Causality? She thought maybe it's all randomness.

May 18 1:13 AM. She decided to walk in heels this summer. It is only 1.75 inch high, and the promotion slogan for the heels is “New Heights”.  As she was looking at girls’ cliff-like-heels in the street, she thought to herself: “withering heights”.  Pavements never experientially existed to her before she started making footprints resembling strings of big-bellied exclamation marks.  She never noticed the different surface materials used for building pavements before this.  But now, as she was walking on the 2nd Ave., she can tell the difference: Beijing uses small stones or even pebbles, but NYC uses concrete pavements. She thought to herself so NYC is more heel-friendly. But the rolling suitcase kept crushing into her heels every step she took.  She wonder whether this city is heal-friendly as well.

May 18 3:30 AM The old guy sitting by her at the dive bar was apparently drunk. He wanted to strike up a conversation with her, who was apparently absent minded. “Do you go to Columbia?” “No.” “Do you want to go to Columbia?” “No.” “I have the key to the gate of Columbia.” “Please don’t talk to me.” Last call, it was Bob Dylan played in the background.

May 18 4:20 AM She never realized there are so many people pissing in the street at this hour. She counted: on average, 2 per every block. She was walking past a pizza joint, and cars were parked along the street. A guy was standing between two cars, doing his business facing the front of one car. All of a sudden, the car lighted up its head lights. The guy was all exposed. She couldn’t help but laugh out loud even if the guy was only 5 steps away from her, looking in awe.

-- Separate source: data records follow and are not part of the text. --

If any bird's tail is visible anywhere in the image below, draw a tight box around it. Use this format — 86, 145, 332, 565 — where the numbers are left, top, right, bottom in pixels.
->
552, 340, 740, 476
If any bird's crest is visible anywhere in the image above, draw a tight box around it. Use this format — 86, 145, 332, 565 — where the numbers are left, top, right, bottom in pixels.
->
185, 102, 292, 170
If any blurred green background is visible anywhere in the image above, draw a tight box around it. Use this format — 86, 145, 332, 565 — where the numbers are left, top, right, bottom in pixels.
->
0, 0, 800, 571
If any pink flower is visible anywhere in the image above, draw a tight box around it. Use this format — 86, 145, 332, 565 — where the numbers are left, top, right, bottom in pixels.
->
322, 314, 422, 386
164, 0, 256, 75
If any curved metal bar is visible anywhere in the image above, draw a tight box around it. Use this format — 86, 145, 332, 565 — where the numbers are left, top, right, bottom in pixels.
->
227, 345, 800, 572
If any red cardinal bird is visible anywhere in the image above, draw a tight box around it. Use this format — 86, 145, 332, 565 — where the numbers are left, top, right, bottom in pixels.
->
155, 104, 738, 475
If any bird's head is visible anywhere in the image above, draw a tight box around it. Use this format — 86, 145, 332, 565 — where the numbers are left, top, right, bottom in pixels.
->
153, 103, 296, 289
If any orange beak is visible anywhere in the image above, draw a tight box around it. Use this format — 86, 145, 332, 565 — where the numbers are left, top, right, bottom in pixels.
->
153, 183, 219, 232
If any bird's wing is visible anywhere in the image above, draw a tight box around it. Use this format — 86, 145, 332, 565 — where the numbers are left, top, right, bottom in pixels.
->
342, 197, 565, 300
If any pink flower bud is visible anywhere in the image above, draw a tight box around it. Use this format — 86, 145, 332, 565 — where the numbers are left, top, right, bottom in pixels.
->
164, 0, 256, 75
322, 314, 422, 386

May 18 5:33 AM The sun duly rose, but it didn’t feel warm yet.

May 18 7:30 AM The rolling suitcase kept pressing on her heels. Finally, one of her shoes fell off. As she hopped back to get the shoe, a guy walked to her with his thumb sticking up. She felt a bit embarrassed, but quickly realized that the sticking-up thumb is his only finger.

May 18 10:02 AM The doorman of the hotel spoke English with heavy polish accent, and the lobby is in dark velvet green. The check-in counter has a huge of wall of small key boxes, with room number in white under each box. She found it familiar, trying to figure out whether it’s a scene in one of Borges’s short stories or Cohen’s songs.

May19 11:00 AM “If you have to remember one thing from this training, that is always record your time! Learn to love TimeKM. Do it on a daily basis. The average of this office is recording every two days.” The system records time in 6 minute incremental. She wonders whether Lacuna, Inc. uses the same time keeping system.